When I looked at all messages in the log as a whole, I saw that there was a series of log messages that it always logged. First there was this informational message:
[INFO] getMaxUnrecoverableCheckpointId(). Database ID: [<database ID>]. Start of Log LSN: 00015343:000128D8:0002 used to trim unrecoverable checkpoint files tables during full backup.
Followed by hundreds of the aforementioned warning about invalid checkpoint file names. And then finally, this informational message:
[INFO] HkHostBackupDeleteContext(). Database ID: [<database ID>]. Cleaned up all the allocated buffers.
And yes, database ID was the same in all messages (currently we are only using in-memory in a single database). The series of messages starts shortly after midnight while our full backup process is running. Clearly this is a system maintenance process that is triggered by a full backup.

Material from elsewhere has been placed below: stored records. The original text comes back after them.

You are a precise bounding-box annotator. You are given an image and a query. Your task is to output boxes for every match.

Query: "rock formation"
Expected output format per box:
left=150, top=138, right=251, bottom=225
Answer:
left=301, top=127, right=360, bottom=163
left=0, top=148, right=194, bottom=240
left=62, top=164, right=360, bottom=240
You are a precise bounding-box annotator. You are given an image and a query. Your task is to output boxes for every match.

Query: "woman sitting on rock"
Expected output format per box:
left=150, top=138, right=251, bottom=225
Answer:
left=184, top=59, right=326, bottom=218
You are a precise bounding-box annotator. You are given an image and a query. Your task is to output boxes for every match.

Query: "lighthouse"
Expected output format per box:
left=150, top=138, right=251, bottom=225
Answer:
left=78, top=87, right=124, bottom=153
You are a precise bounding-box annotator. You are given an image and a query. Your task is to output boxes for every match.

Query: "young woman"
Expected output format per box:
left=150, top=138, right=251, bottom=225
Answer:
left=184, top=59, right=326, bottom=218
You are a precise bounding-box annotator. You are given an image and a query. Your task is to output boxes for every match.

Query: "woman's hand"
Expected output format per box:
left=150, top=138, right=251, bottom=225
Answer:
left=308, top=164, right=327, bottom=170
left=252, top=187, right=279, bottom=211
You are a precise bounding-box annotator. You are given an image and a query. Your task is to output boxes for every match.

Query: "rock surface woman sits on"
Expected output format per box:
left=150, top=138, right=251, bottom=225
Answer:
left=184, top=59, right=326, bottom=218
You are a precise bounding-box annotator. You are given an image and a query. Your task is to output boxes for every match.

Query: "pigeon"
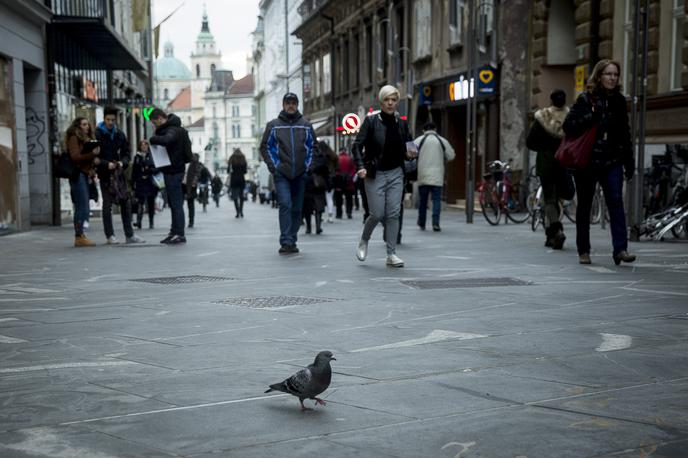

My theory is that the hundreds of warnings are for every in-memory buffer still allocated but no longer associated to a real checkpoint file (no longer in use).
Other Related Observances
The server on which we are running in-memory OLTP is a really hefty server with 128 logical cores and 1.5 TB of RAM (1.4 TB allocated to SQL Server). We are limiting in-memory’s memory usage with Resource Governor, which also makes it easy to see how much it is using. Needless to say, even with a limited percentage of 1.4 TB of RAM is still a lot of memory. The highest I have seen in-memory usage for this one database reach at peak activity levels is ~43 GB. In production, when the heavy in-memory OLTP processes complete, I see the system reclaim the in-memory buffers pretty quickly, though not completely. During a normal day, I often see the in-memory memory usage hovering between 1 and 3 GB even when there is virtually no traffic.
When testing in-memory on a dev server that only I was using before deploying to production, I noticed that the memory usage would stay at whatever high level it reached. This makes me believe that in-memory buffers are cleaned up and reclaimed as needed, and if not needed, they just hang around as in-memory buffers. And it appears that some of the buffers end up hanging around. Perhaps they wouldn’t if the server was memory starved. I have not tested that theory.
It would seem that the SQL Server development team saw that there may be a need for a memory cleanup job. It seems logical that if there is a slow period for a system, that is when the DBA will schedule maintenance like backup jobs to run. So why not have a full backup trigger the memory cleanup job? Seems sensible.
Things to Do
There is still more I would like to test on this theory.
- I know that full backups trigger this and log backups do not. What about other backup types like differential, filegroup, or file backups? What about SAN snapshots?
- How does this affect AG nodes where the full backups do not occur? I do see that the messages are only being logged on the primary where we are performing backups? Does this process also run on the secondaries? If I run the backup on the secondary, does it run on the primary as well?
- Observer in-memory memory usage during this process to see if I can see memory allocations being removed.
- Test under memory starvation to see if all buffers are being reclaimed.